200tn Debt Sparks Fresh Obi–Presidency War of Words

…Obi alleges reckless borrowing under Tinubu

…Aides defend record, cite inherited obligations

Daud Olatunji

The controversy over Nigeria’s rising public debt intensified on Tuesday as former presidential candidate, Peter Obi, and the Federal Government traded fresh accusations over claims that the country’s debt profile has climbed to about ₦200tn.

Obi accused the administration of President Bola Tinubu of engaging in “reckless and unexplained borrowing,” insisting that Nigerians deserve full disclosure on how trillions of naira in loans have been spent amid worsening economic conditions.

In a statement posted on his verified X handle, Obi alleged that Nigeria’s debt stock had increased by over ₦100tn within three years under the Tinubu administration, compared to about ₦49tn accumulated during the eight-year tenure of former President Muhammadu Buhari.

He argued that the sharp rise in borrowing raises serious concerns about fiscal discipline and transparency, stressing that government must account for how funds were deployed, particularly on capital projects meant to stimulate growth.

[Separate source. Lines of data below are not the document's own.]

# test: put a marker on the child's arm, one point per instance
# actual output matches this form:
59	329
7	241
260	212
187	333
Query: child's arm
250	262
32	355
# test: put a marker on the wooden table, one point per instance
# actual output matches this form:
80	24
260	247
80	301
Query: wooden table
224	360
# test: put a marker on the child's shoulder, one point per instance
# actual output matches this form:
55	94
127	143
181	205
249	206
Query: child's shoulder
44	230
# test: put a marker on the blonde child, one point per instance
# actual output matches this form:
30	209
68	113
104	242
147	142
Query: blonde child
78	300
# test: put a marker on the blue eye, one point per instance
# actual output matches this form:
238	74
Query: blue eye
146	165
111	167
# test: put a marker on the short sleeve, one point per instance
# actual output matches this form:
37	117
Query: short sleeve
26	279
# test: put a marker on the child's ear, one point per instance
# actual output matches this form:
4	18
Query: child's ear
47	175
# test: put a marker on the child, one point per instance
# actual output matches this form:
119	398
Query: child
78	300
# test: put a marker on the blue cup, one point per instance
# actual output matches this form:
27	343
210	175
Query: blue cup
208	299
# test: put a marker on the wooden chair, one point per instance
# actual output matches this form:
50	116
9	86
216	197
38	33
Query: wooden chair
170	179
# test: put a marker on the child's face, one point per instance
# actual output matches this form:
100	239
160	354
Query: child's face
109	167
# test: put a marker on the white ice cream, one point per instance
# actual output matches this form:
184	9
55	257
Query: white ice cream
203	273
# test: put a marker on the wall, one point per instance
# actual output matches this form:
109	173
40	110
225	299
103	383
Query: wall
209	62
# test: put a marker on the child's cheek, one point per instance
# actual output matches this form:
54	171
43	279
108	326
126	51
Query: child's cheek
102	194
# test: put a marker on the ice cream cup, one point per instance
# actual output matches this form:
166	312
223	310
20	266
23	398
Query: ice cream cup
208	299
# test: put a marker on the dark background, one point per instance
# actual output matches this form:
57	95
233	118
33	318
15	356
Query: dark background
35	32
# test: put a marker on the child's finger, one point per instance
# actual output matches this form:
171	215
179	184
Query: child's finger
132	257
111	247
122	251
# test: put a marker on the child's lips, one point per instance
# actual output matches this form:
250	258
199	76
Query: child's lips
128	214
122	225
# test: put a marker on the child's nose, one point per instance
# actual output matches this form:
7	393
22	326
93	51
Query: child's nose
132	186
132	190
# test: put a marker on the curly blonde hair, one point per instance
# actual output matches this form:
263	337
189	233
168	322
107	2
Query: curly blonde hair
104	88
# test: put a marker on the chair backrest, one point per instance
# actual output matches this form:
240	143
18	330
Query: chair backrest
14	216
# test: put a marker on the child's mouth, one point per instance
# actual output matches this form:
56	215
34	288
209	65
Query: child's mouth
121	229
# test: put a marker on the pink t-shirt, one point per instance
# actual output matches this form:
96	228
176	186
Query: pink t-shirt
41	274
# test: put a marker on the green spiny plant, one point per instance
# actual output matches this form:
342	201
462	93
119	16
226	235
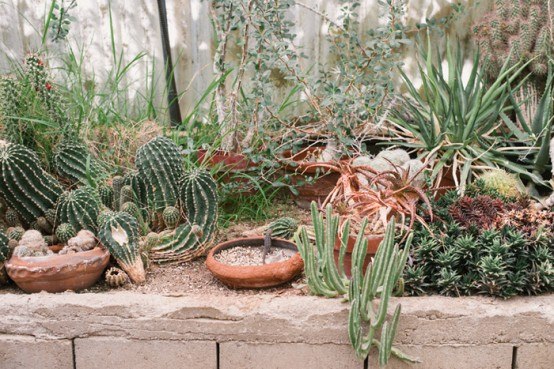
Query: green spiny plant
120	234
24	185
80	208
74	162
64	232
160	164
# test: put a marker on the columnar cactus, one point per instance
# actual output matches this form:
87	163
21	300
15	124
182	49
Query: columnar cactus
74	162
24	185
160	164
79	208
120	234
198	197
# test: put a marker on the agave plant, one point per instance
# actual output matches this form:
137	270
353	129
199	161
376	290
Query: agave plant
457	125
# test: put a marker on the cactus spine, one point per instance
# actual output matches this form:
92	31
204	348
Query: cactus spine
120	234
198	197
79	208
160	164
24	185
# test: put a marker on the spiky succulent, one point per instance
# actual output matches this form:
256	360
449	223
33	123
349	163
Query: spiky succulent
80	208
120	234
25	186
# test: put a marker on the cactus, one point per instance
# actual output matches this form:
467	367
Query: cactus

Citing data attributed to the Budget Office, Obi claimed that the Federal Government borrowed ₦11.89tn between January and September 2025, exceeding its approved borrowing target of ₦10.34tn, describing the development as evidence of weak fiscal control.

He further alleged that while ₦17.58tn was budgeted for capital expenditure, only about ₦3.10tn of borrowed funds was traceable to capital projects, questioning the whereabouts of the balance.

“What happened to the balance?” he asked, warning that failure to provide clear explanations would further erode public trust in fiscal governance.

However, the Presidency swiftly dismissed Obi’s claims, arguing that the reported surge in debt was largely a statistical outcome of foreign exchange fluctuations rather than a reflection of excessive new borrowing.

Responding, the Special Assistant to the President on Social Media, Dada Olusegun, said the depreciation of the naira had significantly inflated the local currency value of external debt, thereby distorting public perception of Nigeria’s actual borrowing position.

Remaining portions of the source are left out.